EITF Issue No. 02-16, "Accounting by a Reseller for Cash Consideration Received from a Vendor," provides that cash consideration received from a vendor is presumed to be a reduction of the prices of the vendor's products or services and should, therefore, be characterized as a reduction in cost of goods sold. If such payment is for assets or services delivered to the vendor, the cash consideration should be characterized as revenue, or if such payment is a reimbursement of costs incurred to sell the vendor's products, the cash consideration should be characterized as a reduction of that cost.
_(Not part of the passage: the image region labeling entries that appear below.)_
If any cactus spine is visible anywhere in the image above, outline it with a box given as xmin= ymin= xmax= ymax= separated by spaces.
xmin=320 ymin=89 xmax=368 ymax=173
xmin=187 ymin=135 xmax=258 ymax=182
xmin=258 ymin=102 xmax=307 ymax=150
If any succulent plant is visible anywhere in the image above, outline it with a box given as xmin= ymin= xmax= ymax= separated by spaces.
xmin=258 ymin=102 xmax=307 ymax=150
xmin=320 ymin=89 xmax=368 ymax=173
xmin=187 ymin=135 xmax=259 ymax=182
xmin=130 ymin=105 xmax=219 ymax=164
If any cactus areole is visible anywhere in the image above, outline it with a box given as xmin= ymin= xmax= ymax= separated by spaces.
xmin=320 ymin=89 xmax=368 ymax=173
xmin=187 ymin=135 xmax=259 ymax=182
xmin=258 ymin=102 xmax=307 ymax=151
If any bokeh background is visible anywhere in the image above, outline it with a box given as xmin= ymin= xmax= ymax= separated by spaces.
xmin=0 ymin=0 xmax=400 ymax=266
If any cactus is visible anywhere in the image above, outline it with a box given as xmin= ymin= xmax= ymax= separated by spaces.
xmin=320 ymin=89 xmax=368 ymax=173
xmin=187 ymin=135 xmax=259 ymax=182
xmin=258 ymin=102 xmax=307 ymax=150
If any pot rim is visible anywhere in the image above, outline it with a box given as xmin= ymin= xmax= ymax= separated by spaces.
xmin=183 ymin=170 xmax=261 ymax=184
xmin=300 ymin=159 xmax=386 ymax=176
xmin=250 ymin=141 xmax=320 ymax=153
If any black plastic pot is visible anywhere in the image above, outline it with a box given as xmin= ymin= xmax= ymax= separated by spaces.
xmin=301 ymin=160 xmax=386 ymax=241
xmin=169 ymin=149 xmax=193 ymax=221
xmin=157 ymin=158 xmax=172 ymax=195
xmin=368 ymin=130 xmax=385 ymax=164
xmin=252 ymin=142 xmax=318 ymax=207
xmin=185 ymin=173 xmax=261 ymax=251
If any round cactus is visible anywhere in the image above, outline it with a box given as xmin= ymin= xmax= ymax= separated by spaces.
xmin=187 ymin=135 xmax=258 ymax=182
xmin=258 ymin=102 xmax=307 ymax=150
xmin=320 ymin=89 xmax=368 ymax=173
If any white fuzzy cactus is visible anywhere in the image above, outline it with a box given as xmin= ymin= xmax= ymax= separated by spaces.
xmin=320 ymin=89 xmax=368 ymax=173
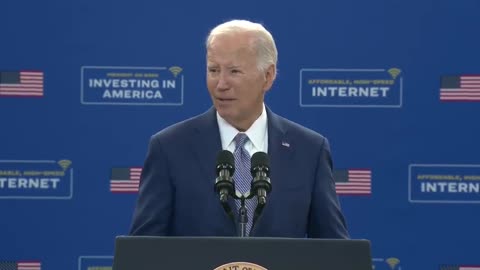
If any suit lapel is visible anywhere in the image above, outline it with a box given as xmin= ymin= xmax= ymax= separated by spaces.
xmin=191 ymin=107 xmax=237 ymax=230
xmin=191 ymin=107 xmax=222 ymax=184
xmin=252 ymin=107 xmax=294 ymax=235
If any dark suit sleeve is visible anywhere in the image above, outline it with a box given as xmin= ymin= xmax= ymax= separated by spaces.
xmin=308 ymin=138 xmax=349 ymax=238
xmin=130 ymin=137 xmax=173 ymax=236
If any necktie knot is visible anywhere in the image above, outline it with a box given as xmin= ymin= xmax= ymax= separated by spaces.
xmin=235 ymin=133 xmax=248 ymax=150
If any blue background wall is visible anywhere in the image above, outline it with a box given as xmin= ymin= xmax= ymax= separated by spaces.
xmin=0 ymin=0 xmax=480 ymax=269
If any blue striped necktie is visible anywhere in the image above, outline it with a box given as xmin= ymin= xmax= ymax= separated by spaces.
xmin=233 ymin=133 xmax=257 ymax=236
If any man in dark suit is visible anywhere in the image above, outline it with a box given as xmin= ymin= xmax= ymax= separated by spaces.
xmin=130 ymin=20 xmax=349 ymax=238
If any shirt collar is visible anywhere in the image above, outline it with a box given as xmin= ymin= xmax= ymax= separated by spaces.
xmin=217 ymin=104 xmax=267 ymax=151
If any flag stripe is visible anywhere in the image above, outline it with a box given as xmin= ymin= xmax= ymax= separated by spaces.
xmin=0 ymin=71 xmax=43 ymax=96
xmin=335 ymin=169 xmax=372 ymax=195
xmin=110 ymin=167 xmax=142 ymax=193
xmin=440 ymin=75 xmax=480 ymax=102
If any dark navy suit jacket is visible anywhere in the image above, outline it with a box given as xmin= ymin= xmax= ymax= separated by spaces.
xmin=130 ymin=107 xmax=349 ymax=238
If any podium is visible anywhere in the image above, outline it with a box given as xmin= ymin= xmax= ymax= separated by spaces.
xmin=113 ymin=236 xmax=372 ymax=270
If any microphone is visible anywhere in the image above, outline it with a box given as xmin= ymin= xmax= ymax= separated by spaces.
xmin=214 ymin=150 xmax=235 ymax=204
xmin=250 ymin=152 xmax=272 ymax=206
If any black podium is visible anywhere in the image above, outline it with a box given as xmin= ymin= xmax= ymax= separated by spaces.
xmin=113 ymin=236 xmax=372 ymax=270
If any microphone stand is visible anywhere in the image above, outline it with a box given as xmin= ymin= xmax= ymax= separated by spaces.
xmin=238 ymin=195 xmax=248 ymax=237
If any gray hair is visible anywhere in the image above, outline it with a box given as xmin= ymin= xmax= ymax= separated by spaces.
xmin=205 ymin=20 xmax=278 ymax=73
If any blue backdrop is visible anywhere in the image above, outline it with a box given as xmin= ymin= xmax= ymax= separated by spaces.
xmin=0 ymin=0 xmax=480 ymax=270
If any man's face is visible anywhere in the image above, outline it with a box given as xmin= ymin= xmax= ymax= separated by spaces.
xmin=207 ymin=33 xmax=274 ymax=130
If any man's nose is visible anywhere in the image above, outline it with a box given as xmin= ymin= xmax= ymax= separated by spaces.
xmin=217 ymin=72 xmax=230 ymax=90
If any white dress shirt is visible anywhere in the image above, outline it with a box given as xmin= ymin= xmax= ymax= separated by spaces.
xmin=217 ymin=104 xmax=268 ymax=156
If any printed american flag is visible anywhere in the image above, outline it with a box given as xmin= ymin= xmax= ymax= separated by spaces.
xmin=440 ymin=265 xmax=480 ymax=270
xmin=333 ymin=169 xmax=372 ymax=195
xmin=0 ymin=261 xmax=42 ymax=270
xmin=110 ymin=167 xmax=142 ymax=193
xmin=0 ymin=71 xmax=43 ymax=97
xmin=440 ymin=75 xmax=480 ymax=101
EITF Issue No. 02-16 was adopted on March 30, 2003 and did not have a material impact on net loss.
Critical Accounting Policies
This discussion and analysis of our financial condition and results of operations is based upon our consolidated financial statements. The preparation of these financial statements requires us to make estimates and assumptions that affect the reported amounts. On an ongoing basis, we evaluate our estimates, including those related to bad debts, inventories, intangible assets, assets held for sale, long-lived assets, income taxes, self-insurance reserves, exit costs, retirement benefits and contingencies and litigation. We base our estimates on historical experience and on various other assumptions and factors that we believe to be reasonable under the circumstances. Based on our ongoing review, we make adjustments we consider appropriate under the facts and circumstances. The accompanying condensed consolidated financial statements are prepared using the same critical accounting policies discussed in our 2003 Annual Report on Form 10-K.
ITEM 3.
Quantitative and Qualitative Disclosure About Market Risk
There were no material changes in market risk of Spartan Stores in the period covered by this Quarterly Report on Form 10-Q.
ITEM 4.
Controls and Procedures
Spartan Stores' Chief Executive Officer and Chief Financial Officer have evaluated the effectiveness of Spartan Stores' disclosure controls and procedures (as defined in Rule 13a-15(e) under the Securities Exchange Act of 1934) as of the end of the period covered by this Quarterly Report on Form 10-Q (the "Evaluation Date"). Based on the evaluation of those controls and procedures required by Rule 13a-15(b), they have concluded that Spartan Stores' disclosure controls and procedures were adequate and effective as of the Evaluation Date. During the last fiscal quarter there was no change in Spartan Stores' internal control over financial reporting that has materially affected, or is reasonably likely to materially affect, Spartan Stores' internal control over financial reporting.
PART IIOTHER INFORMATION
Submission of Matters to a Vote of Security Holders
On August 6, 2003 at the 2003 annual meeting of shareholders of Spartan Stores, the shareholders voted to elect three persons to the board of directors. The following persons were duly elected:
Term Expiring
Votes For
Votes Withheld
M. Shan Atkins
16,536,789
621,399
Dr. Frank M. Gambino
16,538,717
619,471
Timothy J. O'Donovan
16,542,502
615,686
The following five persons continue to serve as directors of Spartan Stores: Elizabeth A. Nickels, Kenneth T. Stevens and James F. Wright are currently serving terms that will expire at Spartan Stores' 2005 annual meeting of shareholders and Craig C. Sturken and Gregory P. Josefowicz are currently serving terms that will expire at Spartan Stores' 2004 annual meeting of shareholders. Alex J. DeYonker resigned from the Board of Directors on August 29, 2003, however he remains as General Counsel and Secretary.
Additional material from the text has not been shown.